If this were to occur, then there would not be a true score. Hence, aggregation would be unable to recover the best answer. To be sure, The Wisdom of Crowds would produce some answer, but it would probably not be an answer that we would feel comfortable trusting. Suppose we had to estimate the number of jellybeans, but we were not allowed to see the size of the jar? In this case, our guesses would likely be positive but would otherwise be close to random. There might not be an accurate component to our guesses, even though we would obtain an estimate greater than zero (e.g., the average of positive numbers, even random positive numbers, is positive). However, we would be fooling ourselves if we believed that the procedure was yielding valid information.

This is a matter of some seriousness when one is seeking to address a novel problem, for which an objective correct solution does not yet exist. When this occurs, the “accurate component” (if that is the best way to state the matter) may be very small. In the aforementioned book, You are Not a Gadget, Jaron Lanier argues that The Wisdom of Crowds may not provide the most effective decision techniques when the task requires innovativeness and creativity. Our present analysis suggests that Lanier has a point. If the correct answer or a part of the correct answer is not widely known, there isn’t a valid true score around which the crowd’s responses can converge. Surowiecki’s method of crowdsourcing will not work well.

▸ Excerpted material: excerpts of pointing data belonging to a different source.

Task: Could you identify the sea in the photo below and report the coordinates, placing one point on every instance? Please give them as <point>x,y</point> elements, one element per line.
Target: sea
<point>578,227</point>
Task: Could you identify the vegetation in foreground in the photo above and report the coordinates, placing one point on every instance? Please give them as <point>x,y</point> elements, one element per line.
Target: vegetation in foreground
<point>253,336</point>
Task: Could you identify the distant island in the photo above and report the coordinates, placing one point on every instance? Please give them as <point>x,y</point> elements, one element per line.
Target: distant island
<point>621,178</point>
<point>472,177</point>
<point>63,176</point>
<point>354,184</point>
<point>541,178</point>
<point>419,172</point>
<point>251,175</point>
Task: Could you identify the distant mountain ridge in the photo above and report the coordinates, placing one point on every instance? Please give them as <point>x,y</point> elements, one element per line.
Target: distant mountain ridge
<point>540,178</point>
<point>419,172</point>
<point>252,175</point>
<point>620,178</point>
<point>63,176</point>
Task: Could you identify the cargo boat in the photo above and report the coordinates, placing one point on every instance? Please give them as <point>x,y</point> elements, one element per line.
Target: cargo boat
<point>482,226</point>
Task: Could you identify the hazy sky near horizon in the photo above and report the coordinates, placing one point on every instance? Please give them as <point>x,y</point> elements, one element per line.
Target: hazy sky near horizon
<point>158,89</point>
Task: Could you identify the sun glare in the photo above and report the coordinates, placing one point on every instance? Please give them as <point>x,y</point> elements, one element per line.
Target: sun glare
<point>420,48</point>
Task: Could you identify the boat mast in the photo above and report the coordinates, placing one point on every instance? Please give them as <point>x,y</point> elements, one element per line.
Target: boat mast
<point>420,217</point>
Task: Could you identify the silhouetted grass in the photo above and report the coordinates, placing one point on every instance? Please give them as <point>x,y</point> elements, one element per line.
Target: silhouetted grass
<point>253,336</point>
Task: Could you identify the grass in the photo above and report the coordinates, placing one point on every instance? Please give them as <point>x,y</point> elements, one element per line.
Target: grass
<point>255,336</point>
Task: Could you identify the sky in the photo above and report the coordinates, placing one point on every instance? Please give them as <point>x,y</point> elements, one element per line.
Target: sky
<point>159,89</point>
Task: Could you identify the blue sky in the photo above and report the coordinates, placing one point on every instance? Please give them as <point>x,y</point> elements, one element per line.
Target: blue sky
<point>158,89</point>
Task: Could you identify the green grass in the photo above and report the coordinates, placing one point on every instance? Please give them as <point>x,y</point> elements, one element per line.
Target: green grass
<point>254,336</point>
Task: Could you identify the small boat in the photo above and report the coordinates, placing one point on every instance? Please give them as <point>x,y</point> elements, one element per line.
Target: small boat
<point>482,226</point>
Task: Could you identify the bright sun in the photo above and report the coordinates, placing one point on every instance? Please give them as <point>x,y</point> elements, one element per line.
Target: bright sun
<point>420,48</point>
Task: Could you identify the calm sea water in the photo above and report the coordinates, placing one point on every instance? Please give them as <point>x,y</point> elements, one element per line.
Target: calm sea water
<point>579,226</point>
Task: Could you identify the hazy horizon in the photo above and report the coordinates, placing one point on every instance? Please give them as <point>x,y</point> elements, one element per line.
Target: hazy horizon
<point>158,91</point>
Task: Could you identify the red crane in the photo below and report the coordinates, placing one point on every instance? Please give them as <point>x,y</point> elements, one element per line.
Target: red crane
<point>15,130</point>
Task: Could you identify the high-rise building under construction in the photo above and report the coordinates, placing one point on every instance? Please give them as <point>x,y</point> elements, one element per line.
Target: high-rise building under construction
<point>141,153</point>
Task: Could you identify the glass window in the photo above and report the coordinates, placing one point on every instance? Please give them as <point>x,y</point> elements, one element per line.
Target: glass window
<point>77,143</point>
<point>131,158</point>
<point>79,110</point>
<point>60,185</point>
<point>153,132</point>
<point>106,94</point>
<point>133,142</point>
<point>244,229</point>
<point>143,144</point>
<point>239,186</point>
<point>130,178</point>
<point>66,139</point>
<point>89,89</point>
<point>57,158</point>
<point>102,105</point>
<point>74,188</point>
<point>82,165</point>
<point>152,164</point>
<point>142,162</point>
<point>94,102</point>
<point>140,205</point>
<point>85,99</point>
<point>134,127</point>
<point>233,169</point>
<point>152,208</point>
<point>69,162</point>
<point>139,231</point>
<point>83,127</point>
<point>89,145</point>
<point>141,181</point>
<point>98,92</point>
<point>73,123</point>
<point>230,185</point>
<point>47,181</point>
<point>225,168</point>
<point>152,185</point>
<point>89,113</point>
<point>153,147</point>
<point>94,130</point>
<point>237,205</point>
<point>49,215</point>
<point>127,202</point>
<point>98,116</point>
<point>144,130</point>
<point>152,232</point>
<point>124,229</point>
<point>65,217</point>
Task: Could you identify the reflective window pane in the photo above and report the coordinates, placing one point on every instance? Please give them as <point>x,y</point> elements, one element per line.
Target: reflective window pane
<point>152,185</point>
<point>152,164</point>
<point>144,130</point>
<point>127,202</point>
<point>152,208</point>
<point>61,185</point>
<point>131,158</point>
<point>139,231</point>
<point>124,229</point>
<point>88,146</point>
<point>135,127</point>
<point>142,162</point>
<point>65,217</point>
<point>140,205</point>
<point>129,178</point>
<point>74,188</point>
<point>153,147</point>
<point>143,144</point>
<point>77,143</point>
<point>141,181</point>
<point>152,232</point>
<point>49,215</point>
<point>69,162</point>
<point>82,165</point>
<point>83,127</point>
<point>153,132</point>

The problem with Surowiecki’s The Wisdom of Crowds is not that it is so much wrong, as that it has to be used with great care. It can work, but only for certain types of problems, certain types of crowds, and in certain situations. To re-state the caveats, Surowiecki suggests that the best decisions will be made when the participants provide individual judgments (independence), that are pulled from a broad sample (diversity of opinion), and then take idiosyncratic perspectives using special skills and/or local knowledge (decentralization). These individual judgments are then combined in a way that reduces decision errors (aggregation). When they are met, then The Wisdom of Crowds promises effective solutions. However, these are tough standards, and they shouldn’t be taken lightly.